In the 13th century BC the area was conquered by the Philistines, and the name Palestine was derived from the Greek version of the area's name. It was conquered successively by king David of Israel, the Assyrians, Egyptians, Babylonians, Persians and Greeks. When Alexander the Great conquered it after stiff resistance, he sold its inhabitants into slavery.
Following the Roman conquest, Gaza became increasingly Christian and Greek speaking. In the 5th and 6th centuries AD it, as well as all of Palestine, gained great renown as a major center of Christian monasticism. It produced notable saints, such as Saint Barsanuphios the Great; Saint John the Prophet; Saint Porphyrios, Bishop of Gaza; Saint Hilarion the Great; Alexander the martyr; and innumerable others, several of whom produced important theological writings that survive to this day.
Subsequent conquests by the Arabs and the Ottoman Empire were followed by Napoleon's rule and then Egypt's.

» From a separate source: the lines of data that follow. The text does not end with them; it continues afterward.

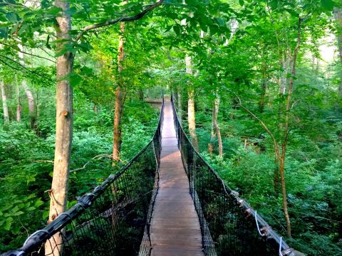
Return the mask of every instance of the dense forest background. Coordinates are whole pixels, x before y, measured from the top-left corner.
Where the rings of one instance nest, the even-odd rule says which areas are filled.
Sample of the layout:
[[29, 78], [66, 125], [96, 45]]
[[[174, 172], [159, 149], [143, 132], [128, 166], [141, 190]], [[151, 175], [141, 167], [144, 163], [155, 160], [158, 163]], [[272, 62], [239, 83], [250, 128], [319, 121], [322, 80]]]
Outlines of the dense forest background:
[[66, 208], [149, 142], [148, 102], [164, 91], [205, 159], [291, 247], [342, 254], [340, 1], [68, 2], [0, 3], [0, 252], [46, 224], [63, 80]]

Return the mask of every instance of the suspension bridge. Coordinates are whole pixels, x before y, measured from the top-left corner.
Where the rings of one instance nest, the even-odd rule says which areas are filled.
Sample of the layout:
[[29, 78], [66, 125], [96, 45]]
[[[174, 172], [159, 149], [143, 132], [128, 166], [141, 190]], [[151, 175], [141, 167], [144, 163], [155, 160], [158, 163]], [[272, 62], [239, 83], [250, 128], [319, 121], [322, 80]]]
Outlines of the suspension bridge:
[[21, 248], [1, 255], [14, 255], [296, 254], [194, 149], [172, 98], [163, 98], [150, 142]]

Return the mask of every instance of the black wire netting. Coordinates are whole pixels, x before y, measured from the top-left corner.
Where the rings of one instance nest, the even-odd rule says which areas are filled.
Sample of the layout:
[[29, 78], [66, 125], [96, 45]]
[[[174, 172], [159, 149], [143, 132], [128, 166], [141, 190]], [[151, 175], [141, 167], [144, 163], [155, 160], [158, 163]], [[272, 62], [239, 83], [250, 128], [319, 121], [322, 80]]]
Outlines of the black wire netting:
[[180, 124], [172, 97], [176, 134], [206, 255], [296, 255], [246, 201], [230, 189], [194, 149]]
[[151, 142], [118, 173], [37, 230], [10, 255], [150, 255], [164, 100]]

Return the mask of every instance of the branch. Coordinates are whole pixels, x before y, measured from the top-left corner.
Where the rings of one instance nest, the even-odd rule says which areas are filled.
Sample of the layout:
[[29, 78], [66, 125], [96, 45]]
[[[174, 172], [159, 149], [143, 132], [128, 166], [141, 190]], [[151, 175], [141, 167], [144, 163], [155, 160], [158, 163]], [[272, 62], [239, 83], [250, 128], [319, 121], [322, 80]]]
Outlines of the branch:
[[24, 54], [26, 54], [26, 55], [31, 55], [31, 56], [43, 58], [43, 59], [45, 59], [45, 60], [46, 60], [51, 61], [51, 62], [52, 62], [52, 63], [56, 63], [56, 60], [51, 60], [51, 59], [49, 59], [49, 58], [45, 58], [45, 57], [43, 57], [43, 56], [39, 56], [39, 55], [35, 55], [35, 54], [28, 53], [24, 52], [24, 51], [23, 51], [23, 50], [16, 49], [15, 47], [11, 46], [11, 45], [9, 45], [9, 44], [5, 43], [0, 43], [0, 44], [2, 44], [3, 46], [6, 46], [11, 47], [11, 48], [16, 50], [16, 51], [18, 51], [18, 52], [19, 52], [19, 53], [24, 53]]
[[[33, 75], [38, 75], [38, 77], [41, 77], [41, 78], [43, 78], [43, 79], [46, 79], [47, 81], [48, 81], [48, 82], [52, 82], [52, 83], [54, 84], [54, 82], [53, 82], [53, 81], [51, 81], [51, 80], [50, 78], [47, 78], [47, 77], [46, 77], [46, 76], [44, 76], [44, 75], [40, 75], [40, 74], [38, 74], [38, 73], [36, 73], [36, 72], [34, 72], [34, 71], [33, 71], [33, 70], [29, 70], [28, 68], [26, 68], [24, 65], [21, 65], [21, 63], [19, 63], [18, 61], [16, 61], [16, 60], [11, 59], [11, 58], [7, 57], [7, 56], [5, 56], [5, 55], [1, 55], [1, 54], [0, 54], [0, 57], [6, 58], [7, 60], [11, 60], [11, 61], [12, 61], [13, 63], [16, 63], [16, 65], [19, 65], [21, 68], [24, 69], [25, 70], [26, 70], [26, 71], [28, 71], [28, 72], [29, 72], [29, 73], [32, 73], [32, 74], [33, 74]], [[4, 61], [4, 60], [0, 59], [0, 61], [2, 62], [2, 63], [3, 63], [4, 64], [5, 64], [6, 65], [8, 65], [9, 67], [10, 67], [10, 68], [13, 68], [13, 69], [14, 69], [14, 70], [16, 70], [21, 71], [21, 70], [19, 70], [19, 68], [14, 68], [14, 66], [11, 65], [9, 65], [9, 64], [8, 64], [8, 63], [6, 63], [6, 61]]]
[[140, 12], [140, 14], [138, 14], [134, 16], [117, 18], [113, 20], [107, 21], [105, 22], [102, 22], [97, 24], [88, 26], [85, 27], [83, 29], [82, 29], [82, 32], [81, 32], [78, 34], [78, 36], [77, 36], [76, 41], [78, 41], [78, 40], [80, 40], [80, 38], [84, 35], [86, 32], [89, 31], [90, 30], [93, 30], [93, 29], [96, 29], [98, 28], [102, 28], [102, 27], [108, 26], [110, 25], [114, 25], [119, 22], [133, 21], [137, 21], [138, 19], [140, 19], [146, 14], [151, 11], [154, 9], [160, 6], [163, 2], [164, 2], [164, 0], [160, 0], [157, 3], [148, 6], [148, 7], [147, 7], [145, 10], [143, 10], [142, 12]]
[[[230, 91], [229, 90], [228, 90], [229, 91]], [[232, 92], [232, 91], [230, 91]], [[239, 100], [239, 106], [242, 109], [244, 110], [244, 111], [246, 111], [248, 114], [249, 114], [252, 117], [253, 117], [253, 118], [254, 118], [255, 119], [256, 119], [257, 121], [259, 121], [259, 122], [260, 123], [260, 124], [261, 124], [261, 126], [264, 127], [264, 129], [266, 130], [266, 132], [269, 134], [269, 135], [271, 137], [271, 139], [272, 139], [272, 142], [273, 142], [273, 144], [274, 146], [274, 152], [276, 153], [276, 158], [280, 160], [281, 159], [281, 156], [280, 156], [280, 152], [279, 152], [279, 148], [278, 146], [278, 143], [276, 143], [276, 138], [274, 138], [274, 136], [273, 135], [272, 132], [270, 131], [270, 129], [269, 129], [269, 127], [267, 127], [267, 125], [266, 125], [266, 124], [264, 122], [264, 121], [262, 121], [260, 118], [259, 118], [255, 114], [254, 114], [251, 110], [249, 110], [249, 109], [247, 109], [247, 107], [244, 107], [242, 105], [242, 102], [241, 101], [241, 99], [239, 96], [237, 96], [237, 95], [234, 92], [232, 92], [233, 94], [235, 95], [235, 97], [237, 97], [237, 100]]]
[[84, 170], [86, 169], [86, 167], [87, 167], [87, 166], [89, 164], [90, 164], [93, 161], [93, 160], [94, 160], [94, 159], [101, 159], [105, 158], [105, 157], [110, 157], [110, 156], [111, 156], [110, 155], [105, 154], [100, 154], [100, 155], [98, 155], [98, 156], [95, 156], [93, 157], [90, 161], [84, 164], [84, 165], [82, 167], [78, 168], [78, 169], [73, 169], [73, 170], [70, 170], [69, 174], [71, 173], [71, 172], [73, 172], [73, 171]]

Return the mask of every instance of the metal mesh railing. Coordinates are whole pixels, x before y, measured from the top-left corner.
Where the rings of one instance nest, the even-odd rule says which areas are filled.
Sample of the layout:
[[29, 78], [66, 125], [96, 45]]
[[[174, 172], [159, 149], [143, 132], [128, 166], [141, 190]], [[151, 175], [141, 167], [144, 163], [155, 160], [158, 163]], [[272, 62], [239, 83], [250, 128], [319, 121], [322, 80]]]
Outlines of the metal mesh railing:
[[194, 149], [180, 124], [173, 100], [178, 146], [200, 217], [205, 255], [295, 256], [294, 250]]
[[164, 100], [151, 142], [118, 173], [37, 230], [10, 255], [150, 255]]

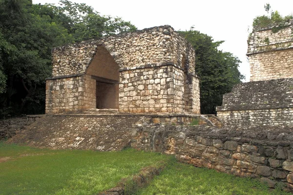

The British took it during the first world war, and Gaza became part of the British Mandate of Palestine.
During the 1929 Palestine riots, Arabs forced the Jews, who had been present there for centuries, to leave Gaza.
Subsequent to Israel's war of independence, Gaza became part of Egypt, in accordance with the 1949 Armistice Agreements between Egypt and Israel.
Gaza fell into Israeli control during the the 1967 Six-Day War.
From then on it has been the epicenter of the continuing hostilities between Israel and the Palestinians.